Closing the Book Ownership Gap for ESL Families
By Daniele Berman, Book Harvest Operations Manager This article originally appeared in the Durham Herald-Sun on February 8, 2016.
Every week, more than 100 families come through the doors at Durham Public Schools’ ESL Resource Center. This is one of the very first stops for families newly arriving in Durham, eager to enroll their children in school in their new community. They may have come from Honduras or as refugees from Northern Africa, or they may be moving from a nearby town. They may speak Spanish, Cantonese, Arabic, Otomi, Chatino, or Korean. However their journey brings them to the office, they are all instantly welcomed.
McCurley helps a DPS student choose a book.
The ESL team is able to help families whose first language is not English navigate a system that can at times be overwhelming and confusing. And thanks to that team, every child who visits is able to select and keep as many books as they would like from the Book Harvest Community Book Bank shelf that greets them when they first walk in the door.
Since September 2013, Mercedes McCurley, a Community/Parent Liaison at the ESL Resource Center, has managed the Center’s partnership with Book Harvest, a local nonprofit that stocks free bookshelves with the goal of enabling all our community’s children to grow up in homes with plenty of books. The partnership began when McCurley approached Book Harvest’s founder, Ginger Young, to discuss the need for books in the communities she serves. It has been a great partnership ever since.

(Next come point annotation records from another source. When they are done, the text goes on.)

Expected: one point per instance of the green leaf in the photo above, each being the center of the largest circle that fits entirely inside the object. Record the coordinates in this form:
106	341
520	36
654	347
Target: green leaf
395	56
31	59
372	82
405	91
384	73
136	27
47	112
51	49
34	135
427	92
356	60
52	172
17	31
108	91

Since the partnership kicked off, children visiting the Center have selected and taken home 13,136 books — everything from Goodnight Moon in Spanish to early reader LEGO adventures to Diary of a Wimpy Kid. In addition, Book Harvest is often able to provide dictionaries to further support the families’ language learning.
All of the books that children harvest through Book Harvest’s Community Book Bank—averaging 1,500 per week at more than 30 Triangle locations —are donated directly from the community. From a child contributing books from his shelves at home to a scout troop running a book drive, the “community” in Book Harvest’s Community Book Bank is as much about the people donating books as it is about partners like McCurley sharing those books.
“The families we serve have very limited resources,” says McCurley, “so buying books is not an option for them. The Book Harvest bookshelf helps close the book ownership gap.”
“Our service is very comprehensive,” McCurley continues. “Once the families visit the ESL Resource Center they know that they can come back with any questions related to educational resources.” She cites the example of a seventh grader who is gifted in math. His family lacks funds to send him to a summer camp where he can receive math enrichment; the ESL team is working to help him apply for scholarships to make camp possible this summer.
In addition to the Book Harvest books, McCurley collects a host of resources to offer families who visit – among them, more new books from nonprofit social enterprise First Book, memberships to the Museum of Life and Science, coloring books from Crayons 2 Calculators, and Blast Off to Kindergarten kits from Durham’s Partnership for Children.
“The best part of the Community Book Bank bookshelf is the daily experience of seeing children from one year old to seventeen years old walking away with their hands full of books and a smile on their faces,” says McCurley.